キュウリ


 夏休みなので、祖父母の家へ泊まりに来ています。

 山の多い地域で、夏場でも都心よりずっと涼しい田舎です。

 広い庭には本格的な家庭菜園もあります。新鮮な完熟野菜を収穫するのも楽しみにしていたのですが、今年は夏野菜が不作なのだそう。

 天候の影響もありますが、カラスやハクビシンにも食べられてしまうそうです。

 祖父母はサルやイノシシでないだけマシだと言っていましたが、美味しい野菜が食べられないのは残念です。

 でも、ハクビシンという動物は見た事がありません。

 家庭菜園の見える部屋でゴロゴロしながら、野菜を狙ってくる害獣を探してみることにしたんです。



 畳の上に寝転がりながらスマホを眺めていると、庭で動くものに気付きました。

 家庭菜園に目を向けると、キュウリのツルの向こうに見えたのは人の姿でした。

 浮浪者のようにボロボロな格好をしたお爺さんのようです。

 きょろきょろしながら、キュウリをもぎ取っています。

 ――人が盗んでるんじゃん! 

 証拠写真を撮ってやろうと思ったものの、すぐに気付きました。

 その人物は、私の腰よりも低いツツジの植え込みと同じくらいの身長だったのです。

 身長が伸びない病気があるのはなんとなく知っていますが、ギョロギョロした目の動きは人間離れしていました。

 人目を気にするというよりも、食べごろの野菜を探している様子です。

 ギョロギョロした目は左右別方向を見ています。

 片目で野菜を見ながらもぎ取り、もう片方の目は野菜を探し続けています。

 そして、もぎ取ったキュウリを丸飲みしています。もぐもぐ噛んでいるようには見えません。

 新鮮キュウリにはチクチクも多いのに、1本まるごと喉の奥へすべり込んだように見えました。

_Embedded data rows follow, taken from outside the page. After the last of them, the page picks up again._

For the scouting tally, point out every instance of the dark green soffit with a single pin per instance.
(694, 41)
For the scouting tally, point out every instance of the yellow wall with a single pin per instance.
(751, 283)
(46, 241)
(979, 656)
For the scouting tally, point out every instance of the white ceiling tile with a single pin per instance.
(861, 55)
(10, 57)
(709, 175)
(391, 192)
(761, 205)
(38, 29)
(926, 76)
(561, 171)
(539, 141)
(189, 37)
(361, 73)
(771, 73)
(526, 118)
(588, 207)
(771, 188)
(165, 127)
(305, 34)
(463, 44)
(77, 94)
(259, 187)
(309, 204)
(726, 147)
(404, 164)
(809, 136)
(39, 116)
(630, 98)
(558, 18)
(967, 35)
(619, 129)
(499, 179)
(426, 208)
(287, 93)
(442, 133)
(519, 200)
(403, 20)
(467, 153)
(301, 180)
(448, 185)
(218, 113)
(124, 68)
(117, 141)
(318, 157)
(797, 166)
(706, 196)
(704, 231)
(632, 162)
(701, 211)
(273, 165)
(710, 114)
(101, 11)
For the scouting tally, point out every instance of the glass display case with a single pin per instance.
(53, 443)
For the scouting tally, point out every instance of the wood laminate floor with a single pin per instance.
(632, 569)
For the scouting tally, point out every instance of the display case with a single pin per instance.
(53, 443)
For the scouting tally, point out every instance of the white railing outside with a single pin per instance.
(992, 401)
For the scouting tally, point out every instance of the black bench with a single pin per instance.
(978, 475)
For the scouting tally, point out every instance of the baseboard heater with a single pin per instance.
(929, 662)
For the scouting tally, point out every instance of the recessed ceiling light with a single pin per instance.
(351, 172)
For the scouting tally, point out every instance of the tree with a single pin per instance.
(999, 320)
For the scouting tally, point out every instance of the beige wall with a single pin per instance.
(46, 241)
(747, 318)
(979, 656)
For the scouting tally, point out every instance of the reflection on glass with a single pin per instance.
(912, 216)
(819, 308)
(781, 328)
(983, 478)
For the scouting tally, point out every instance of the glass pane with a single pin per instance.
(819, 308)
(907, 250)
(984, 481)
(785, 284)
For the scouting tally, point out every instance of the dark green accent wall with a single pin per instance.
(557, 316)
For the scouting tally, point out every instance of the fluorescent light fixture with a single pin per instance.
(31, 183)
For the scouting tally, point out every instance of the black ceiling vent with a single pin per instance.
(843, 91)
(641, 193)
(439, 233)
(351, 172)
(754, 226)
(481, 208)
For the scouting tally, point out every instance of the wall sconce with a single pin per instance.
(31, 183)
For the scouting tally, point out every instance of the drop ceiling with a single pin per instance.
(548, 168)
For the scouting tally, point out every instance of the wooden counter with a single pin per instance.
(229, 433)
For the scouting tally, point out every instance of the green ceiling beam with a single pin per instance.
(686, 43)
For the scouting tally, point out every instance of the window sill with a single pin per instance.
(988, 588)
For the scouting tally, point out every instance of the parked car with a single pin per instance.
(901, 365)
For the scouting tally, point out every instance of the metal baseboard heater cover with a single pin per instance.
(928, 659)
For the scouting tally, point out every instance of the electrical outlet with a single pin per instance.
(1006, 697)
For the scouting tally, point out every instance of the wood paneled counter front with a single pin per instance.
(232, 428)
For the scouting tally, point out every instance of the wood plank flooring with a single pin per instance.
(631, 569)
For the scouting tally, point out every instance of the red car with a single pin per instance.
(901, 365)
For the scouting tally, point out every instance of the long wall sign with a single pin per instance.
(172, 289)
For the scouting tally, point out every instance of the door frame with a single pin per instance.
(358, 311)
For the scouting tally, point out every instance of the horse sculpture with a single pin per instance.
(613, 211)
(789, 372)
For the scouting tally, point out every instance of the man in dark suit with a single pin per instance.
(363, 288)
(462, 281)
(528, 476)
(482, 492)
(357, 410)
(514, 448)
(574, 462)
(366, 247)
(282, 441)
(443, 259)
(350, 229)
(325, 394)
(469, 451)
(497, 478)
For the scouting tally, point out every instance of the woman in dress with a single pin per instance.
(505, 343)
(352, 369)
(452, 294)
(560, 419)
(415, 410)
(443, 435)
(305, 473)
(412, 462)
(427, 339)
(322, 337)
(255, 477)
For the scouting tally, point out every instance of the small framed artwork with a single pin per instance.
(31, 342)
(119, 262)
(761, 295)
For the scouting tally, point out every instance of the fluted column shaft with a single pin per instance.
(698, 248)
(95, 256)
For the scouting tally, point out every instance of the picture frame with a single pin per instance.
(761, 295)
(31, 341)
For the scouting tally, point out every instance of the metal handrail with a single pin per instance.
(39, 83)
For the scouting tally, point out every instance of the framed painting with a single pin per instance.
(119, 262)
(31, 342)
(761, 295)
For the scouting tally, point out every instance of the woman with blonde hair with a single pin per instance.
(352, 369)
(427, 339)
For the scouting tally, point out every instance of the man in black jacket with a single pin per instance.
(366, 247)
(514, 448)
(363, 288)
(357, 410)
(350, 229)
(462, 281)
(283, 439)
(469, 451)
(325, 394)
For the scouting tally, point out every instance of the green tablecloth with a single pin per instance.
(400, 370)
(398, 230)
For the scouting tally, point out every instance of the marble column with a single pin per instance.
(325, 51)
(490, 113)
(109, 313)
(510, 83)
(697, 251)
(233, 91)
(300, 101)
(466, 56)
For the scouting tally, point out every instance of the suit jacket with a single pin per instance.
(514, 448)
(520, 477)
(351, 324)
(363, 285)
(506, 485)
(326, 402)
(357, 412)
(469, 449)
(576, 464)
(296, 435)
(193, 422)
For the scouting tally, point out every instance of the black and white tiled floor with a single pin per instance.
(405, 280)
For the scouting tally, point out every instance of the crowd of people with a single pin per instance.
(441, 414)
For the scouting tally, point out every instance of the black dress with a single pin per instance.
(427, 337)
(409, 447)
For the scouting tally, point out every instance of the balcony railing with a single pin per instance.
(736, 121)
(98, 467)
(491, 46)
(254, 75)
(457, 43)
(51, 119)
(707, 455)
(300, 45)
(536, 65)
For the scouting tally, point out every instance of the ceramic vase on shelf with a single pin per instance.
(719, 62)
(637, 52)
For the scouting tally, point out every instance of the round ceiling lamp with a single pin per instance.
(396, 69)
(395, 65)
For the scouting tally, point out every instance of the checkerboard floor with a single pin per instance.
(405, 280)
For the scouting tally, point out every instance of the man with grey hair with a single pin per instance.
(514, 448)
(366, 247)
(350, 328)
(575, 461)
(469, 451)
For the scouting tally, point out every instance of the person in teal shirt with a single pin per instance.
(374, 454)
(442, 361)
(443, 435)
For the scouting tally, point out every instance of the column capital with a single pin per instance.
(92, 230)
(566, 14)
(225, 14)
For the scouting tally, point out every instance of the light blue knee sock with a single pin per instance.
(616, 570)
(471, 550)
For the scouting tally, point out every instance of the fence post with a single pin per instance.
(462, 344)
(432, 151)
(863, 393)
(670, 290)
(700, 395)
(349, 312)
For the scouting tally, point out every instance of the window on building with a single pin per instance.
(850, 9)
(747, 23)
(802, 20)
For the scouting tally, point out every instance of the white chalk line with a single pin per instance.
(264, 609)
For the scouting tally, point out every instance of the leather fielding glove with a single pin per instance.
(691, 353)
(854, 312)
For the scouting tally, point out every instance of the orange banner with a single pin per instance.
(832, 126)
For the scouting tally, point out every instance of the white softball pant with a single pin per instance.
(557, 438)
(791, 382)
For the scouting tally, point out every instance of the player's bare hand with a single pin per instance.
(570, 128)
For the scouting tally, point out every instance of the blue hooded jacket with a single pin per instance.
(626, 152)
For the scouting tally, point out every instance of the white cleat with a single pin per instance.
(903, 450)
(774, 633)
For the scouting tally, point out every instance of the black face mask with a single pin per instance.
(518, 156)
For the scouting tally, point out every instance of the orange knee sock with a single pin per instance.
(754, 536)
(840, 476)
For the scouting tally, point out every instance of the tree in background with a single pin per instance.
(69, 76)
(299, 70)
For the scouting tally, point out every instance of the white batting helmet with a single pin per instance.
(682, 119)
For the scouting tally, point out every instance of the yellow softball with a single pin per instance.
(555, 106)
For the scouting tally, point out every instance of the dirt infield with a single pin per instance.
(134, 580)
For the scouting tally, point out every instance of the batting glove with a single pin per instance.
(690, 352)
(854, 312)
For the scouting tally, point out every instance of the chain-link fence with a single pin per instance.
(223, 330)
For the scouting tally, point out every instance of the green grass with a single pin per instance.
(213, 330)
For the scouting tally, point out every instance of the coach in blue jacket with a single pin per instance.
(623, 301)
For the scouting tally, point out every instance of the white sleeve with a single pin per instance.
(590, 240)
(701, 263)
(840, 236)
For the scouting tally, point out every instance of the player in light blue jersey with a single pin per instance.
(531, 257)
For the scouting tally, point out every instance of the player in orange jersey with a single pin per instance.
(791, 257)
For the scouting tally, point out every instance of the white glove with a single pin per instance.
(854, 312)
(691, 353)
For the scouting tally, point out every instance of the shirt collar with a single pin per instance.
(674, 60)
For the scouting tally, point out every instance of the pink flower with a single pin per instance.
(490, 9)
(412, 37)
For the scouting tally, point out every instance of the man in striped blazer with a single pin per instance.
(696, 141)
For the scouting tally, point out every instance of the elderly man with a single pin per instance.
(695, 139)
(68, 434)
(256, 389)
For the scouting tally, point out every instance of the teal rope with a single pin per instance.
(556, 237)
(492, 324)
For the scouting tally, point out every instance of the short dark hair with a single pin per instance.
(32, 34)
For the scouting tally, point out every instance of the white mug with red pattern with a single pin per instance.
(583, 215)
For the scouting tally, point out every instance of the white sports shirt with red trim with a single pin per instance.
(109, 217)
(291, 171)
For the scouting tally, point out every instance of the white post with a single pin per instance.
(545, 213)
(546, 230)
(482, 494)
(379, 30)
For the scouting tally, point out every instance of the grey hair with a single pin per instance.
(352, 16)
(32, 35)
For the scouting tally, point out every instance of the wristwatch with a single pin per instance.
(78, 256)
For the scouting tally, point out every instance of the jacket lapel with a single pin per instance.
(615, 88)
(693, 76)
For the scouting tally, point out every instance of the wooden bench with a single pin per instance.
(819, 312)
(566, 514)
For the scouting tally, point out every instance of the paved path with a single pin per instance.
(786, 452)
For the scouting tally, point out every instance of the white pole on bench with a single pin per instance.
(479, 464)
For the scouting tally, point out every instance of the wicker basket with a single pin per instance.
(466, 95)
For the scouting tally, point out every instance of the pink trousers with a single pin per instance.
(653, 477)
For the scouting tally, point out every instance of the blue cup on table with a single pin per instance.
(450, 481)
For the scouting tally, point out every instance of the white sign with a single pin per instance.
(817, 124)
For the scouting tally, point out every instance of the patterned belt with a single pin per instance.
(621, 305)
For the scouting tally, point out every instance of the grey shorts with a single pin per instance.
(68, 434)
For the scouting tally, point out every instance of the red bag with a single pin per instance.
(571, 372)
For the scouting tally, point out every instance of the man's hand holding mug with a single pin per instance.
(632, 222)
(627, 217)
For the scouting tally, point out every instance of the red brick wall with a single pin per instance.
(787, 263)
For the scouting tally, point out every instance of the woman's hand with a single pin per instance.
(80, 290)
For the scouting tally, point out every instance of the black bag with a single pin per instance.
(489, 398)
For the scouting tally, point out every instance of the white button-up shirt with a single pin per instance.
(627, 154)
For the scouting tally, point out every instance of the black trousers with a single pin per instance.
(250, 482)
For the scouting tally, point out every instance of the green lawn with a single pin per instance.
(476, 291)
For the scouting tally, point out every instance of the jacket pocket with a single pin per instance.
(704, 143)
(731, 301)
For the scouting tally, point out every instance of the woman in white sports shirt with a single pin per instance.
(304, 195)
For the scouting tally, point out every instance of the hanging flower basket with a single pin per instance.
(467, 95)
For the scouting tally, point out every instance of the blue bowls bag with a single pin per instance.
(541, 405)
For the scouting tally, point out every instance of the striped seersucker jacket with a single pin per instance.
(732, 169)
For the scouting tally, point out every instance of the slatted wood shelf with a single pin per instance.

 トウモロコシを通り過ぎ、今度はナスをもぎ取りました。ナスはヘタを残してひとかじりし、やっぱり噛む様子なく飲み込んでいます。

 ナスをそのまま食べる人を初めて見ました。

 キュウリとナスをいくつも飲み込んで、小さいお爺さんは家庭菜園から出て行くようです。

 通路へ出て来て、その足元まで見えました。

 靴は履いていないようで、足先がウサギの足のように長細く伸びています。



 スマホのカメラを起動しましたが、撮ってはいけない気がしました。

 もし気付かれて、怒らせでもしたら何をされるかわかりません。

 でも、これだけ特徴的な人なら写真を撮らなくても祖父母にわかってもらえるだろうと思い、小さいお爺さんが居なくなるのを大人しく見送りました。

 姿が見えなくなり、すぐに台所にいた祖母の所へ駆け寄りました。

 でも祖母には、夢でも見たのだろうと言われました。

 そんな人の話は聞いた事がないそうです。

 住人の少ない田舎なので、そんな人がいたらみんなが知っているはずだと言っていました。

 本当に、写真を撮っておけばよかったと後悔です。


 『小さいおじさん』という都市伝説は耳にしたことがありますが、顔や首も手もシワシワで、おじさんではなくお爺さんという印象でした。

 両目は別々に動いてカメレオンを連想しました。

 足先も肌色ではありましたが、ウサギのように細長く伸びていて違和感しかありません。

 確かに、そんな人が近所にいると言われても、私は信じられないと思います。

 この野菜泥棒は何者だったのでしょう。